854 sayılı Deniz İş Kanunu"nun 1. maddesine göre “Bu kanun denizlerde, göllerde ve akarsularda Türk Bayrağını taşıyan ve yüz ve daha yukarı grostonalitonluk gemilerde bir hizmet akti ile çalışan gemi adamları ve bunların işverenleri hakkında uygulanır” denilerek, adı geçen Kanunun kapsamı belirlenmiştir. Gemiler aracılığı ile yapılan deniz taşıma işleri ayrı bir yasaya tabi olduğundan, 4857 sayılı Kanun"un kapsamı dışında bırakılmıştır. Gemi yabancı ülke bayrağı taşıyor veya gemi Türk bayraklı olsa dahi yüz grostonalitonluk değilse bu gemide çalışanlar hakkında Deniz İş Kanunu uygulanamaz. Taşıma işinde çalışan bu gemideki işçiler de 4857 sayılı İş Kanunu kapsamı dışında kaldığından, haklarında Borçlar Kanunu hükümleri uygulanır.

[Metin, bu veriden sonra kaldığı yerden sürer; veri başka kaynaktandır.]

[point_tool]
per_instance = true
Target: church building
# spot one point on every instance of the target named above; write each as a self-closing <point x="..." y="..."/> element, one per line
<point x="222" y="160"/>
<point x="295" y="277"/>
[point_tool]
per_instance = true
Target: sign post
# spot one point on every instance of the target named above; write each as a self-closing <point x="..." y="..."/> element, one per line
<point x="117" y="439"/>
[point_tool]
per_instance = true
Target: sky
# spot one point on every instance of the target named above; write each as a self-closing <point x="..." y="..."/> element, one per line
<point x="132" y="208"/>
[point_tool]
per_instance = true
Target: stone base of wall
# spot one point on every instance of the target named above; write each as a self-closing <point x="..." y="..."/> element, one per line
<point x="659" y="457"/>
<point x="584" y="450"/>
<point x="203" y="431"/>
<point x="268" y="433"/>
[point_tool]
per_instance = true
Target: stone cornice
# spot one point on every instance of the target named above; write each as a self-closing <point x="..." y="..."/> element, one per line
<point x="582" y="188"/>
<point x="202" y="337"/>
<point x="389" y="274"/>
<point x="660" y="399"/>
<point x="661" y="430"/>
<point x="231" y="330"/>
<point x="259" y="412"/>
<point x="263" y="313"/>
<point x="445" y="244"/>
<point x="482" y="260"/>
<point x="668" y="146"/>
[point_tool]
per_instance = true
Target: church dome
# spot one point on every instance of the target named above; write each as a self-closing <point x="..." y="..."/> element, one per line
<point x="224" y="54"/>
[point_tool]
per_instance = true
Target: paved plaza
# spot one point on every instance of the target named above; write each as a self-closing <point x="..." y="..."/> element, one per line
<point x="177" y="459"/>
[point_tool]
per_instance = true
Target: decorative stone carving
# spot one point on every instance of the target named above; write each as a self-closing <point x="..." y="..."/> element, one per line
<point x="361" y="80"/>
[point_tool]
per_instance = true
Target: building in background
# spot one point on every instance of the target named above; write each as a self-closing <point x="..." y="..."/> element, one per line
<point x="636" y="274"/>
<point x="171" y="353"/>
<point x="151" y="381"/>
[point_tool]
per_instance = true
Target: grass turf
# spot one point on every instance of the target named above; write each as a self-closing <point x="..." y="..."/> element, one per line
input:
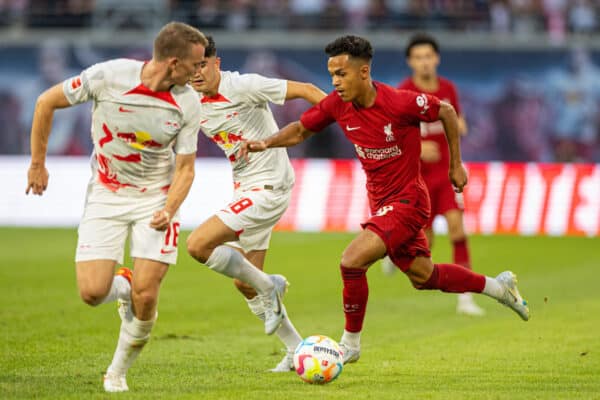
<point x="207" y="345"/>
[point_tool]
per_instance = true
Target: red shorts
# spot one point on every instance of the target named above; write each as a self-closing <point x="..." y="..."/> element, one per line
<point x="400" y="225"/>
<point x="443" y="197"/>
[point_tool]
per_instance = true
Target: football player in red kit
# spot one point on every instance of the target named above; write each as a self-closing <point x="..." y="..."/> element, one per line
<point x="383" y="123"/>
<point x="423" y="58"/>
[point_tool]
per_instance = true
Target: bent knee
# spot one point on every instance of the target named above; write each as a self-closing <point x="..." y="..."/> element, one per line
<point x="197" y="249"/>
<point x="144" y="298"/>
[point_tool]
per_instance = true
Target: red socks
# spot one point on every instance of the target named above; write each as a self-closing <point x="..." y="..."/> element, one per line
<point x="461" y="253"/>
<point x="355" y="295"/>
<point x="454" y="279"/>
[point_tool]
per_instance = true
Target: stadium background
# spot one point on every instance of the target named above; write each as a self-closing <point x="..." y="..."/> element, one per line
<point x="528" y="73"/>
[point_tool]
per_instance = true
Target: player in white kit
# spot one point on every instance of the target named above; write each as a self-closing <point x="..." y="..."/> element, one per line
<point x="235" y="108"/>
<point x="145" y="125"/>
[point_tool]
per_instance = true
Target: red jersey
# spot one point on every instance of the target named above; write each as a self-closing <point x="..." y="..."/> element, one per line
<point x="386" y="136"/>
<point x="435" y="131"/>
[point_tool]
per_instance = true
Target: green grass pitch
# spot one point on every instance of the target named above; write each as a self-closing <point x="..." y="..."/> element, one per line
<point x="207" y="345"/>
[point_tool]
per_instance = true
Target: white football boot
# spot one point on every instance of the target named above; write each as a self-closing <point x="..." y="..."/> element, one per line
<point x="512" y="298"/>
<point x="350" y="355"/>
<point x="274" y="309"/>
<point x="115" y="383"/>
<point x="286" y="364"/>
<point x="467" y="306"/>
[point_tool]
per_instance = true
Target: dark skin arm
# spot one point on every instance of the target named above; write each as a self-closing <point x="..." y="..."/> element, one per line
<point x="291" y="135"/>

Sonuç olarak gerek taşıma gerekse yer hizmeti olsun, yukarda açıklanan ilkelere göre deniz ve hava işlerinde, 4857 sayılı İş Kanunu, 2822 sayılı Toplu İş Sözleşmesi Grev ve Lokavt Kanunu ve 854 sayılı Deniz İş Kanunu"nun uygulandığı uyuşmazlıklarda iş mahkemesi, diğer durumlarda ise genel mahkemeler görevlidir.
Somut olayda, davacının davalı şirketle “.... Emek S” isimli gemide, gemi adamı olarak beş ay süreyle çalışmak üzere belirli süreli sözleşme yaptığını ve sözleşmenin süresinden önce gerekçe göstermeksizin davalı tarafından feshedildiğini ileri sürdüğü anlaşılmış, davacının çalıştığını iddia ettiği “.... Emek S” isimli geminin Türk bayrağı taşıyıp taşımadığı hususunun araştırılması ve sonucuna göre yukarıda belirtilen ilkeler çerçevesinde değerlendirme yapılması gerekirken yazılı şekilde karar verilmesi doğru görülmemiştir.
SONUÇ : Temyiz olunan hükmün yukarıda açıklanan sebeple sair hususlar incelenmeksizin BOZULMASINA, peşin alınan temyiz harcının istek halinde ilgiliye iadesine, 26.05.2014 gününde oybirliğiyle karar verildi.